Five Foods That Can Help Stabilize Your Blood Sugar Naturally
A handful of gummy bears can send your blood glucose level soaring, but for most people this spike is nothing to worry about. Normally, the body produces insulin to compensate for a sugar risk: an automatic response that helps bring the blood glucose level back into the “healthy” range.
However, people with conditions such as diabetes, prediabetes and insulin resistance must learn to regulate blood sugar themselves to reduce the risk of long-term complications, including kidney damage and heart disease. Regaining control is often a matter of being more physically active, talking insulin and prescribed medications, and paying close attention to diet.

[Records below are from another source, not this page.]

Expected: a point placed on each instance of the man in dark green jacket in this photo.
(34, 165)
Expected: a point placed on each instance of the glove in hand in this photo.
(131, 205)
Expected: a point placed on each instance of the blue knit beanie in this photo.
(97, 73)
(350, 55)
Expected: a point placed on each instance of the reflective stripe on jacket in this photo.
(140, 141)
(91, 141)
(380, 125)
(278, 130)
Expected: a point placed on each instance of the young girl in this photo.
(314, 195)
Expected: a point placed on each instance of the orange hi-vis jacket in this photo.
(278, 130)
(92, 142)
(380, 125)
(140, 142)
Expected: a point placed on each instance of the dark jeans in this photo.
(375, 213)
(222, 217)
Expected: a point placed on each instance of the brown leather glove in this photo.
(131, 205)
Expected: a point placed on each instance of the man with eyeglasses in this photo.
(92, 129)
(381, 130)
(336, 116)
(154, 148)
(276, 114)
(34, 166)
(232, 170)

A key dietary consideration is food’s rating on the glycemic index (GI). “Food with a low GI won’t raise your blood sugar as much as foods with a high GI,” says Dr. Cyril Kendall, a research scientist in the Department of Nutritional Sciences at the University of Toronto. Low-GI foods include whole grains, nuts, vegetables, fruit, pasta and legumes.
If you’re one of the nine million Canadians with diabetes or prediabetes, or if you must monitor blood glucose because of another medical condition, keep these five foods on hand to help keep your blood sugar in check throughout the day.
Note: While these foods can help regulate blood sugar, eating them in excess will not bring increased benefits. “Moderating the amount you eat is an important part of managing blood sugar,” says Kendall. “Even healthy foods can be overconsumed.”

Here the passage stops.